The history (or lack of) online news outlets

The Internet (although created years earlier) became popular or ‘mainstream’ towards the end of the 90s, and really took off in the 21st century. So much so, that in 2002, there were over 631 million internet users worldwide. But what’s surprising, is that until recently (the last 10 years) there were not many online news websites that offered a ‘different’ take on news.

Of course, most of the major UK news outlets, such as the BBC and ITV, got online early, perhaps correctly anticipating the huge impact of the Internet. In fact, both these organisations came online in the 90s (ITV in 1994 and BBC in 1997).

Here’s a screenshot of BBC’s website from 1998, which makes me feel physically ill.


But what I find interesting, is that websites we have come to rely on, such as Buzzfeed or The Huffington Post, are far more recent creations. (Buzzfeed was created in 2006, and The Huffington Post just a year earlier in 2005). These websites were groundbreaking in their style, offering more than just solid news, which makes them stand out ahead of more traditional news websites.
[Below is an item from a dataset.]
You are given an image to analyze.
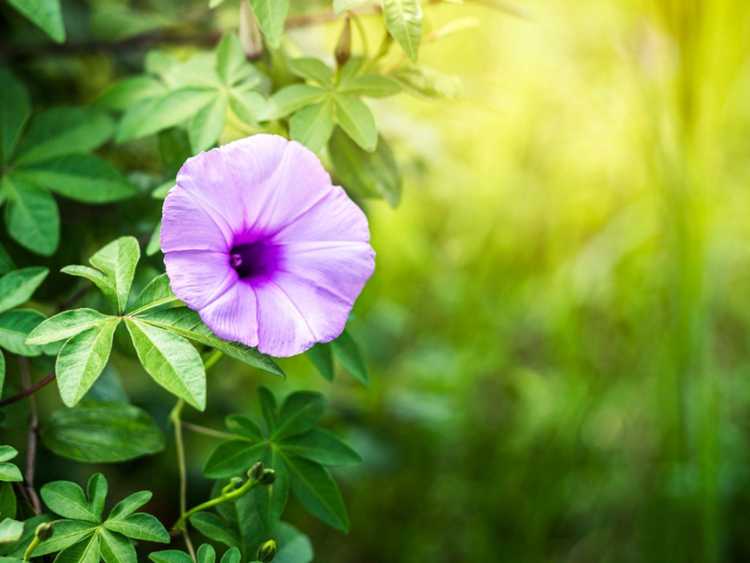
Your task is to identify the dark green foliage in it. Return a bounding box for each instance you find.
[204,390,360,531]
So it appears that until midway through the noughties, websites like these simply didn’t exist. I personally can’t imagine the Internet without these ‘lighter’ news outlets, that offer a refreshing, more user-friendly angle than the likes of BBC, ITV or any other major outlet.

Just for fun, here’s another horrible screenshot, this time, taken from CNN’s site in 2000.






  1. Playing the devil advocate; These websites were created in the era of the internet becoming mainstream and actually available to the public as you said in the late 90’s, this was amazing to the targeted audience that they can actually read the news through their home computer which took about 10 minutes to load that “physically ill” causing page you’ve uploaded.
    Try to look at it through the eyes of someone born in the 70’s, or through the eyes of the media text suppliers themselves (CNN & BBC) this was a great opportunity for both parties, getting news updates without leaving your house was something so mind-blowing, not to mention how good it was for the producers to gain more audience through the internet too.
    I also want to link this to my blog-post which compared how the internet is being used by us now (to pretty much be entertained and amused by things like BuzzFeed with articles like “21 Bite-Size Desserts That Are More Satisfying Than A Boyfriend”) and the uses of the internet when it was in it’s early stages where it was actually used for useful and meaningful things, not saying that you can’t do that today but the main reason behind using the internet today is different.

    Liked by 1 person

  2. I can’t imagine NOT having different sources such as BuzzFeed or Huffington Post. I think it’s crucial that we do have hard news sources like BBC or New York Times, but I also think it’s great that there are other media outlets that do more than just news. I used to hate BuzzFeed because of their writing style and quizzes, but they’ve expanded to include more hard news stories in addition to fun quizzes and listicles. I think a diverse pool of media outlets gets more people engaged and involved within media consumption! Also the screenshots from the websites are so painful it hurts my eyes. Great post!